Il est écrit: TA PAROLE EST LA VERITE(Jean 17.17)... cela me suffit !

QUINZIÈME LEÇON

EXODE, VIII, 1-12


8:1 L’Éternel dit à Moïse: Va vers Pharaon, et tu lui diras: Ainsi parle l’Éternel: Laisse aller mon peuple, afin qu’il me serve.

2 Si tu refuses de le laisser aller, je vais frapper par des grenouilles toute l’étendue de ton pays.

3 Le fleuve fourmillera de grenouilles; elles monteront, et elles entreront dans ta maison, dans ta chambre à coucher et dans ton lit, dans la maison de tes serviteurs et dans celles de ton peuple, dans tes fours et dans tes pétrins.

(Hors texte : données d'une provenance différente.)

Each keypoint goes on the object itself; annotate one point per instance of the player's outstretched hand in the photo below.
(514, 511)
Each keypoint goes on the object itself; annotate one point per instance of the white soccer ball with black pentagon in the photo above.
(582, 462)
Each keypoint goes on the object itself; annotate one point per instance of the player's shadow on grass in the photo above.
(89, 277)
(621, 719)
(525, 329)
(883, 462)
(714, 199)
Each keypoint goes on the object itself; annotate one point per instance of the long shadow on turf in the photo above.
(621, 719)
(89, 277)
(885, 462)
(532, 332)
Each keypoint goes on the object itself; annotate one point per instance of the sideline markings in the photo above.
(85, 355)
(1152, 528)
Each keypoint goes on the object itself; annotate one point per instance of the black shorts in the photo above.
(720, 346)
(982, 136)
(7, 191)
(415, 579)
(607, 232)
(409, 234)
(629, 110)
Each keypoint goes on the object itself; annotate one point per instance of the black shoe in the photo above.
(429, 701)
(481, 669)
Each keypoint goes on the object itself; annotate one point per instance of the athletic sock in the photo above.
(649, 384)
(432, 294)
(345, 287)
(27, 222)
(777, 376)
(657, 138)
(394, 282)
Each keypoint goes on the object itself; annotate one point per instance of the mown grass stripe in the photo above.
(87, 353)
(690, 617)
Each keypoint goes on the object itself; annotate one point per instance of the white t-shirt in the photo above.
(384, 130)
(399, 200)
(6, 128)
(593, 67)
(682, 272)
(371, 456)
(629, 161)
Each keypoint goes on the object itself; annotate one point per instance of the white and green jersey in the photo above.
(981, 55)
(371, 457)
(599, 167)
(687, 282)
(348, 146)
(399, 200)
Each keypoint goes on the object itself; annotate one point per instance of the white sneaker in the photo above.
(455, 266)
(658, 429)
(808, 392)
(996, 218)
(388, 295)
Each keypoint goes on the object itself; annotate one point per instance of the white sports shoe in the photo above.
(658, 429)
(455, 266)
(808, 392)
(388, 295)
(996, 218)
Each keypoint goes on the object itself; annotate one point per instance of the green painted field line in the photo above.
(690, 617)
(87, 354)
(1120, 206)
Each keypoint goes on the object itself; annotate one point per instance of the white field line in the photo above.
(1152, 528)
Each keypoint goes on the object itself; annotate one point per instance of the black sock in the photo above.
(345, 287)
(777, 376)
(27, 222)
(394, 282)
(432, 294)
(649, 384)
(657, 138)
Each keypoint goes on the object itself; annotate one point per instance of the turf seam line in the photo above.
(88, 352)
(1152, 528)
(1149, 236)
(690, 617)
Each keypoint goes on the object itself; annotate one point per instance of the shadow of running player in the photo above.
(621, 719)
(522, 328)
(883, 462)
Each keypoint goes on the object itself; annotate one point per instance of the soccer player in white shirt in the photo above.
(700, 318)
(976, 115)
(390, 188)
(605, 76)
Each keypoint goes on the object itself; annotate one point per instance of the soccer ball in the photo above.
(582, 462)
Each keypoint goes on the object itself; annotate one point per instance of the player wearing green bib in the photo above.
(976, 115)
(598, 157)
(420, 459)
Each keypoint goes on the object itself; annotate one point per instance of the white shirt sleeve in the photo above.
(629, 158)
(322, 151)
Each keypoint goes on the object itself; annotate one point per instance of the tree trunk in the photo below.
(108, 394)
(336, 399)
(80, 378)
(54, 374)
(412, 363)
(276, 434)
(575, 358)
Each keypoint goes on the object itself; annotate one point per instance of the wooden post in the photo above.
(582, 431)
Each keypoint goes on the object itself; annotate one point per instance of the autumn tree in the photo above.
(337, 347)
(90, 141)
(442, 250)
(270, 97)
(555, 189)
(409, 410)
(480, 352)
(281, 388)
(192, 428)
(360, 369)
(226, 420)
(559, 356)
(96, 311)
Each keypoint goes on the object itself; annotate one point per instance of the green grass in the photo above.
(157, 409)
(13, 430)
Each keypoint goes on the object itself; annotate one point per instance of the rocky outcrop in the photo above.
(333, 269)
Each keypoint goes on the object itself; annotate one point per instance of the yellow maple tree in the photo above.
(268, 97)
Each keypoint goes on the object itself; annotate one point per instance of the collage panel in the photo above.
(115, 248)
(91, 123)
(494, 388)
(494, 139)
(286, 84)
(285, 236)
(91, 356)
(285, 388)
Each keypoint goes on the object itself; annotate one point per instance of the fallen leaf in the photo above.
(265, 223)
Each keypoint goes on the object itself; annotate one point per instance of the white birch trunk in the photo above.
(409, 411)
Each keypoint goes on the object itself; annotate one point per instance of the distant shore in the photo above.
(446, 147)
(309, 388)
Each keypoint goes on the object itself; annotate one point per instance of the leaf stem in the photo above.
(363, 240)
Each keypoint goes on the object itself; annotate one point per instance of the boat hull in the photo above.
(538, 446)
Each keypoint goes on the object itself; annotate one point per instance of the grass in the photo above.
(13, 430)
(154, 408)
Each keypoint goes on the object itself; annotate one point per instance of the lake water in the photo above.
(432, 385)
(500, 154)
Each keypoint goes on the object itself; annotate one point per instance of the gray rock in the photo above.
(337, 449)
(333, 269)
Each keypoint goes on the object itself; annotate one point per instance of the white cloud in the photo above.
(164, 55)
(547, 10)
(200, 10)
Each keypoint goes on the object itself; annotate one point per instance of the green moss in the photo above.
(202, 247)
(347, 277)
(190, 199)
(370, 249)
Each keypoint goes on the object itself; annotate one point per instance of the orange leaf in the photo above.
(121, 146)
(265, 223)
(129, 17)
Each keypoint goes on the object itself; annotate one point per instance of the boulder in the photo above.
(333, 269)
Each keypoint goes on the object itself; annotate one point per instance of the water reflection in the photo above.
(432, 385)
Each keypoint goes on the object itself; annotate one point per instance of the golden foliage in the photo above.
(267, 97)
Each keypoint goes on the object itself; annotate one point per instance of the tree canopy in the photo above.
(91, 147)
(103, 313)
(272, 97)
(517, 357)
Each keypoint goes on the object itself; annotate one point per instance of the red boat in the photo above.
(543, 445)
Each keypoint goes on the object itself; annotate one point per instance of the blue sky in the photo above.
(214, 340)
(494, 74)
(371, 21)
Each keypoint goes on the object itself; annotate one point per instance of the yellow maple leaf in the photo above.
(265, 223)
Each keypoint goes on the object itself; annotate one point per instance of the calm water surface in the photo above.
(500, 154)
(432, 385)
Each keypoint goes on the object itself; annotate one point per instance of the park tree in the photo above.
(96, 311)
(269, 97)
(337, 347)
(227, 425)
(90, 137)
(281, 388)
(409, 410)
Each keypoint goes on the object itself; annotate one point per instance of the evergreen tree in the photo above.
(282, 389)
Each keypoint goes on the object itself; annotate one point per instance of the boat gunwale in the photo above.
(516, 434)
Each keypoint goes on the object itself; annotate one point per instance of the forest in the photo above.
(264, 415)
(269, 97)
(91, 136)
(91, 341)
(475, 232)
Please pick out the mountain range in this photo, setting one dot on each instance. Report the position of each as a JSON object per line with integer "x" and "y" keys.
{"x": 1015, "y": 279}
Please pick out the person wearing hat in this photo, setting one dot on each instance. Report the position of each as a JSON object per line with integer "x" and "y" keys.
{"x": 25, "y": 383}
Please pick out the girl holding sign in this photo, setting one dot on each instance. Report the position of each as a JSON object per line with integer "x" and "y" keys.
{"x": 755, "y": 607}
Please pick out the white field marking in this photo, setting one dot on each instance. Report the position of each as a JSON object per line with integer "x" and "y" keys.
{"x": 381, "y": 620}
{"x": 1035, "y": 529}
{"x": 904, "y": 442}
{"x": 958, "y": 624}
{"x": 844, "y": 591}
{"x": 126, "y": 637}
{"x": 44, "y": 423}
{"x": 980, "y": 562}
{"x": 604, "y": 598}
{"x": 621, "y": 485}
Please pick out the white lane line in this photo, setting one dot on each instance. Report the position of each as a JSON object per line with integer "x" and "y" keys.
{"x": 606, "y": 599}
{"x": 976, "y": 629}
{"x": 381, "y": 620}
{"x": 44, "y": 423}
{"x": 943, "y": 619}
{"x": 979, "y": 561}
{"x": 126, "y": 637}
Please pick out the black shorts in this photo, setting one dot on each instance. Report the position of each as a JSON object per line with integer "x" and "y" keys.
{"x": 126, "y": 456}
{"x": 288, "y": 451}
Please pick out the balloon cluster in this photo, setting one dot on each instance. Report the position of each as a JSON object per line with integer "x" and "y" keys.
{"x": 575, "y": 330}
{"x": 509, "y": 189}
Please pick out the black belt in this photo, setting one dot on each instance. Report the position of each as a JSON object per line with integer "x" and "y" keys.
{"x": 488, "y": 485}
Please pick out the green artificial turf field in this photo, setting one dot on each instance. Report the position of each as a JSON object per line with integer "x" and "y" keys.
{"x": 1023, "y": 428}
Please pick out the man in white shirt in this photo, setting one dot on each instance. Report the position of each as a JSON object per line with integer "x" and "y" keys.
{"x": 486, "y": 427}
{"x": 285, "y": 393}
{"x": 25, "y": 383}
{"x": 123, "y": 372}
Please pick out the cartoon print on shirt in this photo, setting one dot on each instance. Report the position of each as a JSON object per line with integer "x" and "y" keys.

4 Les grenouilles monteront sur toi, sur ton peuple, et sur tous tes serviteurs.

5 L’Éternel dit à Moïse: Dis à Aaron: Étends ta main avec ta verge sur les rivières, sur les ruisseaux et sur les étangs, et fais monter les grenouilles sur le pays d’Égypte.

6 Aaron étendit sa main sur les eaux de l’Égypte; et les grenouilles montèrent et couvrirent le pays d’Égypte.

7 Mais les magiciens en firent autant par leurs enchantements. Ils firent monter les grenouilles sur le pays d’Égypte.

8 Pharaon appela Moïse et Aaron, et dit: Priez l’Éternel, afin qu’il éloigne les grenouilles de moi et de mon peuple; et je laisserai aller le peuple, pour qu’il offre des sacrifices à l’Éternel.

9 Moïse dit à Pharaon: Glorifie-toi sur moi! Pour quand prierai-je l’Éternel en ta faveur, en faveur de tes serviteurs et de ton peuple, afin qu’il retire les grenouilles loin de toi et de tes maisons? Il n’en restera que dans le fleuve.

10 Il répondit: Pour demain. Et Moïse dit: Il en sera ainsi, afin que tu saches que nul n’est semblable à l’Éternel, notre Dieu.

11 Les grenouilles s’éloigneront de toi et de tes maisons, de tes serviteurs et de ton peuple; il n’en restera que dans le fleuve.

12 Moïse et Aaron sortirent de chez Pharaon. Et Moïse cria à l’Éternel au sujet des grenouilles dont il avait frappé Pharaon.


* * *

Voici, chers enfants, une nouvelle sommation de Dieu à Pharaon, une nouvelle plaie sur l’Égypte, un nouveau repentir dont son roi semble pénétré, et une nouvelle compassion de Moïse pour ce prince coupable. Nous devons étudier aujourd’hui ces trois objets:

1. Le fléau de Dieu;

2. le repentir de Pharaon;

3. la compassion et la prière de Moïse.

Ce second fléau était plus redoutable encore que l’autre, bien qu’il ne paraisse pas tel au premier abord. Qui, en effet, aurait pensé à employer des grenouilles pour humilier le puissant roi d’Égypte?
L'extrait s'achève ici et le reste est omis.